What made the presentation itself so smooth was that Sean had clearly planned ahead and did a lot of work to design slides that logically progressed through a story, a story that he was telling. It was very clear that Sean was not narrating slides. Instead, as Sean made his points, appropriate visuals and animation supported — but never dominated — his talk.
To illustrate examples of the degrees of frustration people may feel when navigating a website, Sean did something interesting: Instead of leaving the slideware and navigating on the web live (which would require him to look at the computer while the audience looked at the screen) he simply showed previously recorded video captures of his mousing around the pre-selected websites. This allowed Sean to maintain his connection with the audience as he explained what he was doing while navigating. Of course, he was not actually navigating live, but he did such a great job of synchronizing his talk with the visuals that it almost seemed that the mouse was reading his mind. The "movies" of the website navigation were created with Snapz Pro X screen capture, an extremely useful utility. Check out the demos of Snapz Pro X.
Since Sean inserted video captures and stayed within the slideware (Keynote in this case), he was also able, then, to construct an animation of a sort of "irritation scale" which appeared on the left of the screen. The longer the navigation took, the more yellow dots appeared in the scale to demonstrate the increased level of user frustration.
In slideware, you can easily have a movie playing while a series of animations take place on screen simultaneously. All Sean had to do was set the yellow dots (single objects) of the scale to appear at the appropriate time using the "Start Animation Automatically xx seconds after previous event" option, depending on the slideware you use.
Sean made it look easy. But just as professional musicians or athletes make their efforts look "easy" through careful preparation, Sean's presentation appeared so smooth because he put quite a bit of thought and planning into it before the actual presentation day. And for the audience, the technological techniques used were essentially invisible allowing them to simply follow the "digital story" before them. Below are a few sample slides from Sean's talk.
The slide on the left (click for larger view) features a screen capture QT movie of a 30-second "mouse around" on the Honda website. The increased frustration the navigator feels is illustrated by the growing number of yellow dots over time to the left. The slide on the right displays a video screen capture of the Toyota site, which proved to be a less frustrating navigating experience.
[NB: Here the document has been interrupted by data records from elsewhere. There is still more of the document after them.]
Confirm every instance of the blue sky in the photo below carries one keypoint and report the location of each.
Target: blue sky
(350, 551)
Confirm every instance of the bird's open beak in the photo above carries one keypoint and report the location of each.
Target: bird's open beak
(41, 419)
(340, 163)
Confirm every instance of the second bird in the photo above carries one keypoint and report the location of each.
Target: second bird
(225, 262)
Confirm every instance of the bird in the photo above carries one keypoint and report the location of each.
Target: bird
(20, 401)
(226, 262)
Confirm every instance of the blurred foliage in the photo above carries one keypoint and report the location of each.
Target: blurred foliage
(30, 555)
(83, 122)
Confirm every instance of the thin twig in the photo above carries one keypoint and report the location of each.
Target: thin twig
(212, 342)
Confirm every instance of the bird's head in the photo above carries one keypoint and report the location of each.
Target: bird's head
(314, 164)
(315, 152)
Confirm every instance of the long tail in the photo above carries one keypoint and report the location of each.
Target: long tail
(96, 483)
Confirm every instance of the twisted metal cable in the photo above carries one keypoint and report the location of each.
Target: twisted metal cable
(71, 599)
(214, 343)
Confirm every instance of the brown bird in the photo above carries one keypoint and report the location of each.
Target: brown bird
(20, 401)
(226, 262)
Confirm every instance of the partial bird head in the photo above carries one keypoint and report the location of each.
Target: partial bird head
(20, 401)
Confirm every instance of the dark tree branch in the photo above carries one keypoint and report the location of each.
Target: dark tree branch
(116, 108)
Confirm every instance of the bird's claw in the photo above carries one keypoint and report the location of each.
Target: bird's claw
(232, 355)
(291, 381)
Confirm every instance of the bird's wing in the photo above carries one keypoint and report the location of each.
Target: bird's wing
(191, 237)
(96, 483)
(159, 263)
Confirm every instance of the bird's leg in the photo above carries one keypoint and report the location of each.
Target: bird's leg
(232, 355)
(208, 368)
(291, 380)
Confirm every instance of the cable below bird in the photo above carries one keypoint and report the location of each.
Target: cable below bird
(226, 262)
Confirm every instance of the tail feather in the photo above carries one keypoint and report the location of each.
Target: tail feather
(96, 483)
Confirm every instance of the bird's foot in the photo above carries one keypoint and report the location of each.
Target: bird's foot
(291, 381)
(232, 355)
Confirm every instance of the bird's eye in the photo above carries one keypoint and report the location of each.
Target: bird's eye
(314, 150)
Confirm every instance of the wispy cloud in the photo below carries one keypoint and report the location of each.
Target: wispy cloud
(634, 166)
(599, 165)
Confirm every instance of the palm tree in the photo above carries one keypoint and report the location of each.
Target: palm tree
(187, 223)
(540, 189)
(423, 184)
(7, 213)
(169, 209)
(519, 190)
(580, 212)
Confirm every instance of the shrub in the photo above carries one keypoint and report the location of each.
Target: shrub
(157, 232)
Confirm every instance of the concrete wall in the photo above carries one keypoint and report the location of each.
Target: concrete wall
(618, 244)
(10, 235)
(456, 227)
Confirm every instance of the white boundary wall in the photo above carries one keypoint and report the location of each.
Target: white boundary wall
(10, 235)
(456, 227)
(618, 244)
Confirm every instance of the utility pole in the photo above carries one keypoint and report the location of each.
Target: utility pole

Above you can see how to set animations in both Keynote (left) and PowerPoint (right).
In many cases, it is better to demonstrate software by actually going into the actual application, of course. But there are times when you just want to illustrate a quick feature or two — or maybe briefly show how to use the shopping cart on your company's website — as part of a larger presentation. In those cases, it may be better to pre-record those web/software demos and insert them into your slideware. It will look the same to the audience and will allow you to keep your eyes on the audience, connect, and tell your story.